Biography Auguste MOREAU (1834-1917)
Auguste MOREAU belongs to the Moreau family, a dynasty of 19th and early 20th century sculptors. He is the son of Jean-Baptiste-Louis-Joseph Moreau and the younger brother of sculptors Hippolyte Moreau and Mathurin Moreau.
While his parents ran a café-guinguette, Le Salon de Mars in Saint-Saulve, the young Auguste was indistinguishable from the children of the village and was a dull schoolboy. He meets Auguste Meurice, a painter and decorator from Valenciennes who frequents his parents' establishment and befriends him. By this frequentation, he made the acquaintance of several students of the Academy of painting of Valenciennes and around 16 years old enrolled in the Academy. He follows the courses of Julien Poitier. He executed portraits of his entourage and of the villagers that he managed to sell, first at affordable prices, then better and better, and obtained a few commissions for religious subjects for the churches of the region. He perfected himself through practice and became a sought-after local painter. From 1872, he sent paintings to the Salon des arts valenciennes and was elected a member of the Society of Agriculture, Sciences and Arts of Valenciennes. In 1873, he made his first shipment to the Paris Salon; he will then be present there almost every year but will not win any prizes. Until 1880, he signed his paintings "Auguste Moreau", he then added the name of his wife "Deschanvres" to avoid confusion with namesakes. In 1902, he obtained an important commission for a series of portraits of the archbishops of Cambrai1.
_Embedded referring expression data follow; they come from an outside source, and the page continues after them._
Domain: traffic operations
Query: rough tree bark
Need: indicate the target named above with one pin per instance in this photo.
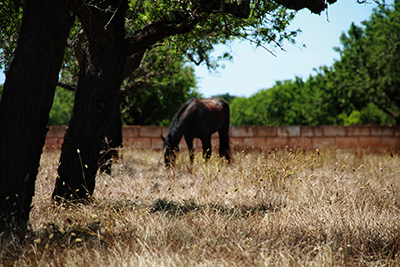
(25, 106)
(100, 79)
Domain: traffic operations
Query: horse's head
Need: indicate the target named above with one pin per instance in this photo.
(169, 152)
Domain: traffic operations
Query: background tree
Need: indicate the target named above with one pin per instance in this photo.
(100, 75)
(369, 65)
(360, 88)
(109, 53)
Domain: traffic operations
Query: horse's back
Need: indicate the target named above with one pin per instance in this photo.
(206, 116)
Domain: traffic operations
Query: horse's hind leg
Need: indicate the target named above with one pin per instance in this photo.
(189, 142)
(206, 147)
(224, 150)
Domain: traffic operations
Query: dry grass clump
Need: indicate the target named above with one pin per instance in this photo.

He was made a pontifical knight in the order of Saint-Grégoire-le-Grand, no doubt in recognition of the numerous portraits he made of the dignitaries of the Catholic Church of the North. Genre painter and portrait painter, Auguste Moreau-Deschanvres never left his native region where he had found all his inspiration.
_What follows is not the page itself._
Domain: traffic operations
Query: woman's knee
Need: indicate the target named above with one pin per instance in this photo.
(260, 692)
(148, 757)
Shortly after his death, from March 23 to April 6, 1913, 150 paintings and drawings were exhibited in his studio and put up for sale.
Susse Frères Foundry
The two Susse brothers, Nicolas and Victor, began by marketing small bronzes in their paper mill in the Passage des Panoramas in Paris. We find traces of their new activity as art founders in 1839, they publish a small catalog of their production. It was their first major contract with a renowned sculptor, James Pradier, who launched their business in 1841. In 1847, they use the Collas-Sauvage reduction process which allows the realization of small bronzes of furniture, reproducing famous works Under the Second Empire, the house prospers thanks to many artists supplementing its catalog. Nicolas and Victor having died, it was Albert Susse who continued the activity, relying on two sales outlets in Paris. A third opened in the 1900s at no. 13 boulevard de la Madeleine. The Susse house then had the exclusivity of artists such as Pierre-Jules Mêne, Auguste Cain, Pierre-Nicolas Tourgueneff, Evgueni Alexandrovitch Lanceray, and also published Louis-Ernest Barrias, Jules Dalou, Alexandre Falguière or Mathurin Moreau. Susse frères also publishes in marble works by Jules Dalou by Jean-Baptiste Carpeaux.